We give an illustration of our theoretical results for two different skew-Hermitian problems in Sect. 8.1, a Hermitian problem in Sect. 8.2, and a non-normal problem in Sect. 8.3. We also compare the performance of different error estimates for practical step size control (Sect. 7) in Sect. 8.1. To show that our error estimate (3.6) is efficient in practice we also compare it with results delivered by the standard package Expokit [47] and a priori error estimates.
The skew-Hermitian case
For our tests we use different types of matrices.
Free Schrödinger equation We consider
$$\begin{aligned} H=\tfrac{1}{4}\, \text {tridiag}(-1,2,-1) \in {\mathbb {R}}^{n\times n}, \end{aligned}$$
(8.1)
with dimension \(n=10\,000\). The matrix H is associated with a finite difference or finite element discretization of the one-dimensional negative Laplacian. With \(A=H\) and \(\sigma =-\mathrm{i}\), in (2.1) we obtain the free Schrödinger equation. The eigenvalue decomposition of H is well known, and we can use the discrete sine transform with high precision arithmetic in Matlab to compute the exact solution E(t)v, see (2.1). The starting vector v is chosen randomly. To compute the Krylov subspace approximation \(S_m(t)v\), see (2.6), we use the eigenvalue decomposition of the tridiagonal matrix \(T_m\).

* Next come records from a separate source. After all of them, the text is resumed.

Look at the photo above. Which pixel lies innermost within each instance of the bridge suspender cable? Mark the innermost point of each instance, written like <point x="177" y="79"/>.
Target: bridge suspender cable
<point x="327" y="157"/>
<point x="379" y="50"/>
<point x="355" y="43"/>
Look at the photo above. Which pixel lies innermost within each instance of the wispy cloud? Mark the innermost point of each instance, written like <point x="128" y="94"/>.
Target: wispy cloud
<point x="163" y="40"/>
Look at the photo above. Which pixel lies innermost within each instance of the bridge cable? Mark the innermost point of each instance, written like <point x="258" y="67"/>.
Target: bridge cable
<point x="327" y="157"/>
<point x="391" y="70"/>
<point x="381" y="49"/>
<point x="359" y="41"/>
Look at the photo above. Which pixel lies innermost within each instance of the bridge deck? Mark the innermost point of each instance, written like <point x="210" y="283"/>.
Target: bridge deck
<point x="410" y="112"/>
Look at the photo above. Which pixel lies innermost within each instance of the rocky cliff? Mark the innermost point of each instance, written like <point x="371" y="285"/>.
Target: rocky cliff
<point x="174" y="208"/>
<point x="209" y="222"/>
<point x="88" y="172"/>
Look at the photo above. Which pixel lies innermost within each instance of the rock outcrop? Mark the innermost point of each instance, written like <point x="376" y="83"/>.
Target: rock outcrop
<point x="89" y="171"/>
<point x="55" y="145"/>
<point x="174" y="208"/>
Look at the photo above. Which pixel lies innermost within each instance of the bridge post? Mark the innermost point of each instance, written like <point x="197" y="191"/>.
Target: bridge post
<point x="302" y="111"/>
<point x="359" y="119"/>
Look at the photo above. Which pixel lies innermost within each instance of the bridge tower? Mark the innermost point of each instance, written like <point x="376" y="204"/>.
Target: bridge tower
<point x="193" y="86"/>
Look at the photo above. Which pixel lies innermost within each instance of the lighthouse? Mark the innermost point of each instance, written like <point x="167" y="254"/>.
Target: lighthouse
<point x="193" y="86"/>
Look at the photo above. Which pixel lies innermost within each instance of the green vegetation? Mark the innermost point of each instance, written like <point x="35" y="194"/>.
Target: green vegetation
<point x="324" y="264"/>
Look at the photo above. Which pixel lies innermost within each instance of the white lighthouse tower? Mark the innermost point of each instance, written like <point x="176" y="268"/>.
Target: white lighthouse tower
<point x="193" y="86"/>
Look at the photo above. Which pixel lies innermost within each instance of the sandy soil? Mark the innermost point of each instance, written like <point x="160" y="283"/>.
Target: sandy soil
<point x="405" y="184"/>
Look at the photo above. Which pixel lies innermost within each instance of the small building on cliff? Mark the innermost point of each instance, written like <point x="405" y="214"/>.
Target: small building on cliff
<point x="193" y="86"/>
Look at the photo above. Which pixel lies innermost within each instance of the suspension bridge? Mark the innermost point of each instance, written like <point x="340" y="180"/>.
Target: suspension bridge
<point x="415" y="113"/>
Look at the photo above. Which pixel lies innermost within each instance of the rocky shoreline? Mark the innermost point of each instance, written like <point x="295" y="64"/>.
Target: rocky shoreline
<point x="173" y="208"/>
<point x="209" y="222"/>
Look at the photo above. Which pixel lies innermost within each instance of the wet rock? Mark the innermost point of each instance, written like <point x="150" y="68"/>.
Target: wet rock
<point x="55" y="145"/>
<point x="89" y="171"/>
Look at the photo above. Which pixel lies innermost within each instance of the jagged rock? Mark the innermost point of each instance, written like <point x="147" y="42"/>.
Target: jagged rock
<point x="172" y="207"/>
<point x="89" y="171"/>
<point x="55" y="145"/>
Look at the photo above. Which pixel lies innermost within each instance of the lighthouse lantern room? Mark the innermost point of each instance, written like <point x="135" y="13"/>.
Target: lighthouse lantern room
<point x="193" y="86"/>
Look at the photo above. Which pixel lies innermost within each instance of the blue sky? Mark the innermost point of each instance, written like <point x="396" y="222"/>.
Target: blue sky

Discrete Hubbard model For the description of the Hubbard model we employ a self-contained notation. The Hubbard model first appears in [28] and was further used in many papers and books, e.g., [32, 44]. The Hubbard model is used to describe electron density on a given number of sites, which correspond to Wannier discretization of orbitals, and spin up or down. We consider the following Hubbard Hamiltonian, in second quantization and without chemical potential:
$$\begin{aligned} H=\frac{1}{2} \sum _{i,j,\sigma } v_{ij} c_{j\sigma }^{\dagger } c_{i\sigma } + \sum _{j,\sigma } U {\hat{n}}_{j\sigma }{\hat{n}}_{j\sigma '}, \end{aligned}$$
(8.2)
where i, j sum over the number of sites \(n_{\text {sites}}\) and the spins \(\sigma ,\sigma ' \in \{\uparrow ,\downarrow \}\) where \(\sigma '\) is the opposite spin to \(\sigma \). The entries \(v_{ij}\) with \(i,j=1,\ldots ,n_{\text {sites}}\) describe electron hopping from site i to j. In (8.2), the notation \(c_{j\sigma }^\dagger c_{i\sigma }\) describes the 2nd quantization operator and \({\hat{n}}_{j\sigma }=c_{j\sigma }^\dagger c_{j\sigma }\) the occupation number operator. For details on the notation in (8.2) we can recommend several references, e.g., [28, 29, 32, 44].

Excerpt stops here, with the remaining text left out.